The primary reason is the lack of an insurance business transfer
mechanism that will allow ongoing entities to carve out runoff
business in a manner that is both effective and acceptable to
regulators and policyholders. This article discusses the current
constraints faced in the U.S. market and proposes an original
solution that will allow runoff specialists and other investors
greater access to these liabilities.
Current U.S. runoff market: Running in place?
Recent reports estimate the size of the U.S. runoff market at
between $150 billion and $200 billion in liabilities, making it the
largest runoff market in the world. The U.S. market is believed to
be larger than both the U.K. and European markets, but it is not
as advanced as those markets in terms of the level of activity,
effectiveness, and sophistication of potential solutions. There is
growing interest in, and demand for, U.S. market runoff liabilities
as evidenced by the formation and growth of runoff specialists,
a cottage industry of support service providers, and the rapid
growth of the Association of Insurance & Reinsurance Run-off
Companies (AIRROC). This demand seems to beg for better
ways of making the liabilities accessible to the market.

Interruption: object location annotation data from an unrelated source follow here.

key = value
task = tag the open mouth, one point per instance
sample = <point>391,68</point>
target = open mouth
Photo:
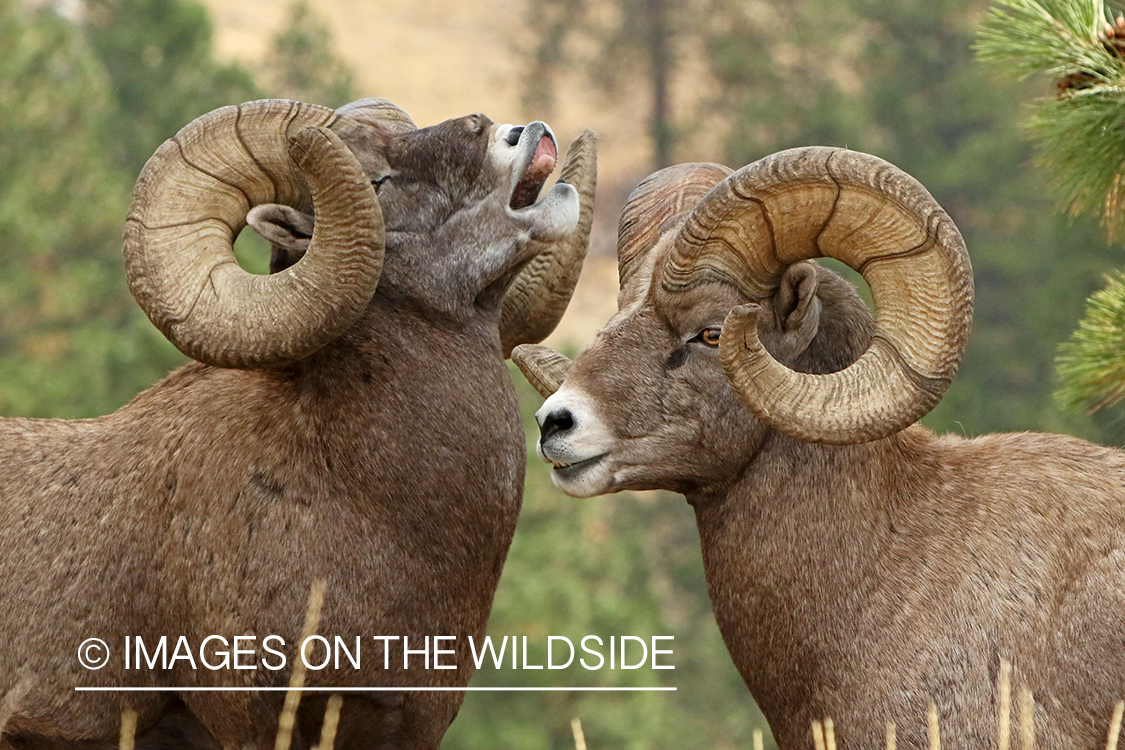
<point>539,168</point>
<point>569,470</point>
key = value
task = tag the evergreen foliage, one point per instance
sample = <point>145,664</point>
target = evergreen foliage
<point>160,60</point>
<point>897,79</point>
<point>1092,362</point>
<point>302,64</point>
<point>1080,144</point>
<point>72,343</point>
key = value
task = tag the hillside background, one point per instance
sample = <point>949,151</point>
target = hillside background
<point>89,89</point>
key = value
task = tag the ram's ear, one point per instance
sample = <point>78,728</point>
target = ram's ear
<point>287,229</point>
<point>797,310</point>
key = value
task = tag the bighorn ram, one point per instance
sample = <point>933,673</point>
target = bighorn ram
<point>860,568</point>
<point>350,418</point>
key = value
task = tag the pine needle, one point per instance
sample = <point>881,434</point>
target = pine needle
<point>1091,364</point>
<point>1078,134</point>
<point>1050,37</point>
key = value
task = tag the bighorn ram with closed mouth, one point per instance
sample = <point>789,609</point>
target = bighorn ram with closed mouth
<point>860,567</point>
<point>349,418</point>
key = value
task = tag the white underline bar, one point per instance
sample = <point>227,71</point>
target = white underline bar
<point>374,689</point>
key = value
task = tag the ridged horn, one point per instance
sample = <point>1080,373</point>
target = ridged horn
<point>538,297</point>
<point>190,202</point>
<point>543,368</point>
<point>860,209</point>
<point>660,202</point>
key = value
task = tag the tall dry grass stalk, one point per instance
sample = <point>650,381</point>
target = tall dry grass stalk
<point>128,730</point>
<point>1027,719</point>
<point>1004,715</point>
<point>824,734</point>
<point>297,678</point>
<point>11,698</point>
<point>1115,726</point>
<point>818,734</point>
<point>935,733</point>
<point>331,722</point>
<point>579,739</point>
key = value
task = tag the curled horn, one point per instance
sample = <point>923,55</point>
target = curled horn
<point>190,202</point>
<point>815,202</point>
<point>541,291</point>
<point>659,204</point>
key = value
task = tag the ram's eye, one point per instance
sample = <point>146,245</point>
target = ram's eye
<point>710,336</point>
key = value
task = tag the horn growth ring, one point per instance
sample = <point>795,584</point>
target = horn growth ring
<point>828,202</point>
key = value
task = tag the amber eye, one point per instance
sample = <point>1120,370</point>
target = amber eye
<point>710,336</point>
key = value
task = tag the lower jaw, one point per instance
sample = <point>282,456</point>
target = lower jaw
<point>577,479</point>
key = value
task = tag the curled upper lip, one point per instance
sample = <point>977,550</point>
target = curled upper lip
<point>537,163</point>
<point>578,463</point>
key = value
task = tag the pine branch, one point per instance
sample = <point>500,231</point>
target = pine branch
<point>1080,134</point>
<point>1091,364</point>
<point>1051,37</point>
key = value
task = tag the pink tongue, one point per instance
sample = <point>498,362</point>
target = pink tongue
<point>542,163</point>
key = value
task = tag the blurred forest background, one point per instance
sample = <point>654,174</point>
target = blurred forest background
<point>89,89</point>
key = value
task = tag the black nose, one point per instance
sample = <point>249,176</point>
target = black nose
<point>556,422</point>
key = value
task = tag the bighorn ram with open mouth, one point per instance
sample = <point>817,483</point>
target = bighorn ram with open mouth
<point>349,418</point>
<point>860,567</point>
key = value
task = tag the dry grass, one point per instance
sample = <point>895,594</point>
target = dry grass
<point>297,679</point>
<point>824,734</point>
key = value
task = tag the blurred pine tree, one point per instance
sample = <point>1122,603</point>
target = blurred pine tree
<point>1079,142</point>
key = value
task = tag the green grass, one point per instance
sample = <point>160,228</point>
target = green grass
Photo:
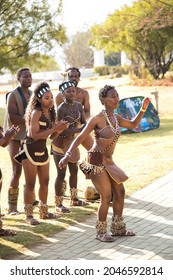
<point>143,156</point>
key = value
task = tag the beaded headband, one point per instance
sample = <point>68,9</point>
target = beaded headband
<point>65,85</point>
<point>42,91</point>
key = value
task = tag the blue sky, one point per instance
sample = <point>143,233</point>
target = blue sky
<point>79,15</point>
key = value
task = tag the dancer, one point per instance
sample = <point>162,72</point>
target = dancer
<point>41,123</point>
<point>71,111</point>
<point>99,166</point>
<point>17,101</point>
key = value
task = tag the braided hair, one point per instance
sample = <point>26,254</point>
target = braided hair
<point>73,69</point>
<point>34,102</point>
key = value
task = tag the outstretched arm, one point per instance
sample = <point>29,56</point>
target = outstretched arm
<point>130,124</point>
<point>77,141</point>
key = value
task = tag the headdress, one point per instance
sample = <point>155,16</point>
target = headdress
<point>42,91</point>
<point>65,85</point>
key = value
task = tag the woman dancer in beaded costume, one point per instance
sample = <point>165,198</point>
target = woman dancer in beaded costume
<point>99,166</point>
<point>41,124</point>
<point>73,112</point>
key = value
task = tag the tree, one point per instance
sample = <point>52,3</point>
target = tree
<point>144,31</point>
<point>78,53</point>
<point>27,27</point>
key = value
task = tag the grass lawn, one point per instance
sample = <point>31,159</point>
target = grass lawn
<point>143,156</point>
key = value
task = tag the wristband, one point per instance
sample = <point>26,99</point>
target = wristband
<point>68,154</point>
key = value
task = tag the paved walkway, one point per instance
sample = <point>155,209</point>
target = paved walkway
<point>148,212</point>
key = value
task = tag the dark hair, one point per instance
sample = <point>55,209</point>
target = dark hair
<point>34,102</point>
<point>73,69</point>
<point>39,86</point>
<point>19,72</point>
<point>103,92</point>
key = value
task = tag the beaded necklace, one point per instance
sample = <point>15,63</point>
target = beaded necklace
<point>72,109</point>
<point>48,118</point>
<point>115,128</point>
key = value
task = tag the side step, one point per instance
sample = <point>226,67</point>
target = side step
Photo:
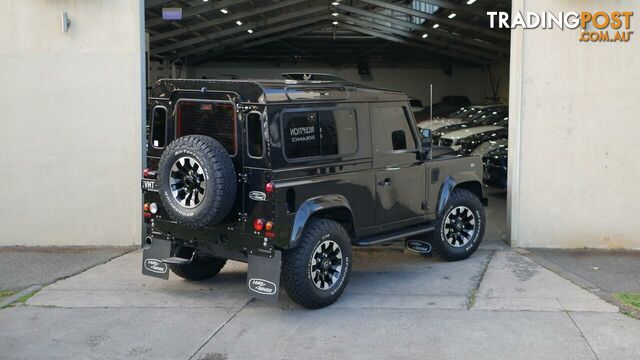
<point>174,260</point>
<point>394,235</point>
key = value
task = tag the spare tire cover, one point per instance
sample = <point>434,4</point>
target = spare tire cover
<point>196,181</point>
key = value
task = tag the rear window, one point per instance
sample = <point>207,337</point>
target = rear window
<point>159,127</point>
<point>216,120</point>
<point>255,143</point>
<point>320,133</point>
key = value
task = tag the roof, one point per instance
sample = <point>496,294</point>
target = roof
<point>280,91</point>
<point>327,31</point>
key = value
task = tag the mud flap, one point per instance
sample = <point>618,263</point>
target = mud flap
<point>152,256</point>
<point>263,276</point>
<point>419,246</point>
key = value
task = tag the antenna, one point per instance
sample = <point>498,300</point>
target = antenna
<point>430,101</point>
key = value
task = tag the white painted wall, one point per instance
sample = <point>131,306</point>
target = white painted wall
<point>70,122</point>
<point>413,81</point>
<point>575,180</point>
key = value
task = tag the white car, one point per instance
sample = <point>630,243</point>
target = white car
<point>490,145</point>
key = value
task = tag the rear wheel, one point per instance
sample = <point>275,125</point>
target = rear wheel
<point>201,268</point>
<point>316,272</point>
<point>460,229</point>
<point>196,181</point>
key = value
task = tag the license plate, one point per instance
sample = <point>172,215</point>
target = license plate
<point>149,185</point>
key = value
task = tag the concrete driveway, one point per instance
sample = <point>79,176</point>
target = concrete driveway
<point>497,304</point>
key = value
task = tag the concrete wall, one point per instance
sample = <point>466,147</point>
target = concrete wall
<point>574,174</point>
<point>413,81</point>
<point>70,122</point>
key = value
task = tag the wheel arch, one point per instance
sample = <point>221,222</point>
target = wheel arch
<point>472,185</point>
<point>334,207</point>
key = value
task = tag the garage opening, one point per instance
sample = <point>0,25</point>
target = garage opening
<point>441,53</point>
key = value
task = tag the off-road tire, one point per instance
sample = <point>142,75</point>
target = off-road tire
<point>297,274</point>
<point>219,178</point>
<point>201,268</point>
<point>460,199</point>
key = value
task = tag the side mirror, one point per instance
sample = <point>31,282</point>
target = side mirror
<point>426,142</point>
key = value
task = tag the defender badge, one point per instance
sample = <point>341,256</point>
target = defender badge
<point>261,286</point>
<point>257,196</point>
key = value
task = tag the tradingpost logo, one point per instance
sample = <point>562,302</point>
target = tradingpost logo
<point>599,26</point>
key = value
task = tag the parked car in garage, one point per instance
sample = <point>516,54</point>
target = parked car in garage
<point>462,115</point>
<point>469,144</point>
<point>481,118</point>
<point>444,108</point>
<point>495,167</point>
<point>454,138</point>
<point>490,145</point>
<point>288,175</point>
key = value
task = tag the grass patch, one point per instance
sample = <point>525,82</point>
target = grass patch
<point>631,299</point>
<point>473,298</point>
<point>4,294</point>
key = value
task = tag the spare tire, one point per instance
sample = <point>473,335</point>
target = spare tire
<point>196,181</point>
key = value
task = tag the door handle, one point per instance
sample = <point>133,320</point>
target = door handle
<point>385,182</point>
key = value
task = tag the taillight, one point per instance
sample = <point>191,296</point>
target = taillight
<point>258,224</point>
<point>269,188</point>
<point>268,226</point>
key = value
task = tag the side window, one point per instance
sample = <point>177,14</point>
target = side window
<point>338,132</point>
<point>301,134</point>
<point>159,127</point>
<point>392,130</point>
<point>254,135</point>
<point>320,133</point>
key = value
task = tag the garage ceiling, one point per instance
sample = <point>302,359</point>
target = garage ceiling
<point>335,32</point>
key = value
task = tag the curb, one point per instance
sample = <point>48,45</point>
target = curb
<point>15,297</point>
<point>580,281</point>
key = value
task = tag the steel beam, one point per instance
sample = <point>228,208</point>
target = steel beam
<point>223,20</point>
<point>438,43</point>
<point>197,10</point>
<point>416,44</point>
<point>262,32</point>
<point>266,40</point>
<point>463,8</point>
<point>426,29</point>
<point>441,20</point>
<point>255,26</point>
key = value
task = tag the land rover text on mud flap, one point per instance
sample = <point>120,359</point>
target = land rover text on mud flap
<point>288,175</point>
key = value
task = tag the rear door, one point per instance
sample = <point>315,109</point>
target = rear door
<point>216,116</point>
<point>399,172</point>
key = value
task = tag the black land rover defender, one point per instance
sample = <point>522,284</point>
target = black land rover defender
<point>288,175</point>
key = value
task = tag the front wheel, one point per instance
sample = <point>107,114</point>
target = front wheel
<point>201,268</point>
<point>315,272</point>
<point>461,227</point>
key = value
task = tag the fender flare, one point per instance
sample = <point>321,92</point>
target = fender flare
<point>312,206</point>
<point>445,193</point>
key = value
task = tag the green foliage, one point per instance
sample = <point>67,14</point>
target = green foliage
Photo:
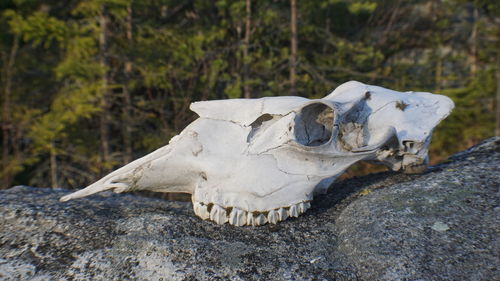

With regard to the supply side of the equation, a recent market
survey1 indicates that most companies holding high amounts of
runoff reserves want finality and seek to end the potential volatility
associated with these liabilities. Maintaining runoff exposures
and liabilities has many risks and disadvantages, especially for a
company that maintains ongoing operations as well. The primary
risk is the potential for deteriorating loss experience, particularly
for older books that contain asbestos and excess layer liabilities.
The volatility and historic under-projection of the liabilities for
these segments can negatively affect earnings and represents a
potential drag on ratings.
Depending on their size and type, the liabilities can also be a
distraction to management and result in unnecessary allocation
of capital to nonproductive operations. Some companies are
content to let their reserves run off naturally without seeking an
external solution, but most want to be proactive and seek an
effective solution.
Given the apparent high level of demand, the seemingly large
supply of liabilities, and the disadvantages of maintaining runoff
liabilities, why haven’t more solutions (those providing real finality)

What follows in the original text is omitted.